Customers leaving marketing behind?
That is an assertion made in the subhead of an article in a special section of today's Wall Street Journal on Web 2.0 and marketing. While it may be exaggerated (what headlines aren't?), the article -- written by professors from Babson College and Bentley College -- drilled into the fact that consumers (including those of enterprise products and services) are getting the information, knowledge and valuable interaction with peers online in order to make decisions. The implication is that this decision-making increasingly is taking place without the influence of marketers.

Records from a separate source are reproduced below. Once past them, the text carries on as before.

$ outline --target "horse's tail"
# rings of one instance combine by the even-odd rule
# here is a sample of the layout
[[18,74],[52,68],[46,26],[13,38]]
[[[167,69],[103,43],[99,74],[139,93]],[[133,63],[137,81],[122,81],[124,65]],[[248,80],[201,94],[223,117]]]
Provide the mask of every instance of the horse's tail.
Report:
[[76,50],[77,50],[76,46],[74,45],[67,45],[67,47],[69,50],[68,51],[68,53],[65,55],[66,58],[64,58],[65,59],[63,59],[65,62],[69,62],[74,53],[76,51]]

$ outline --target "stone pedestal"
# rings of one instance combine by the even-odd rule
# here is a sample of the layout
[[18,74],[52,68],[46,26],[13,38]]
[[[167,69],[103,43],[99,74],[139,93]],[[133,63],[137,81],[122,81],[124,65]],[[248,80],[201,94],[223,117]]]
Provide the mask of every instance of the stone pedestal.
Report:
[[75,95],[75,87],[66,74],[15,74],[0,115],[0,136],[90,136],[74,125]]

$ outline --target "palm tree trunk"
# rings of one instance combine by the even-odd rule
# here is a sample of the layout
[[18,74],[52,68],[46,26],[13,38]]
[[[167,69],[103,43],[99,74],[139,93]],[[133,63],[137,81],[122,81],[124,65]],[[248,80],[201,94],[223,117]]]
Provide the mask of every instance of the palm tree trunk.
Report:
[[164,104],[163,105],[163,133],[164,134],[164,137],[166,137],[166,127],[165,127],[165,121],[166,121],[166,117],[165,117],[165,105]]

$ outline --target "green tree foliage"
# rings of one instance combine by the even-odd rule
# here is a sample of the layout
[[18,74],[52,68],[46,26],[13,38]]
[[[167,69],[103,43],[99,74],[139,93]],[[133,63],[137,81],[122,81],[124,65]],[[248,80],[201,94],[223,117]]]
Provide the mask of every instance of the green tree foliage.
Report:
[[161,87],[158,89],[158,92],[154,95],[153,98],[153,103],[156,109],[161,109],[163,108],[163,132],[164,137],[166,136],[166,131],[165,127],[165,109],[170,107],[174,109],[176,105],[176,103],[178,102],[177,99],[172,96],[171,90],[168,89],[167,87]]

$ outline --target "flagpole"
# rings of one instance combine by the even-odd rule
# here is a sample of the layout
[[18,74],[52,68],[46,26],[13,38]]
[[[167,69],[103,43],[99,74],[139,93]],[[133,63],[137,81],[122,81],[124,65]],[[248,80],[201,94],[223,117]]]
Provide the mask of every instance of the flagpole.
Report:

Based upon research among marketers that have tried to harness social media marketing, the authors offer a "guide" to marketers that still are trying to determine where to start. It covers some well-trodden tactics:
- Give customers a forum to offer ideas for new offerings
- Allow customers the opportunity to interact among themselves on a company-branded community
- Determine where the peer influence is taking place outside the company's site and join carefully
- Don't sell; solve
- Let go of the urge to control the conversation
The article explored the topic of social media marketing in a way I've been talking with a lot of clients lately -- namely that it should be done mainly from a customer-centric perspective. This needs to be done within the context of a strategy to ensure that the tactics used are going to provide the return on what is mostly a time investment. Based upon this last point, I disagreed with the last piece of advice the authors of this article provide:
I've found when working with clients that that is an approach many companies take only to find that initial social media efforts are not successful. Throwing stuff at the wall and seeing what sticks will almost never provide that return.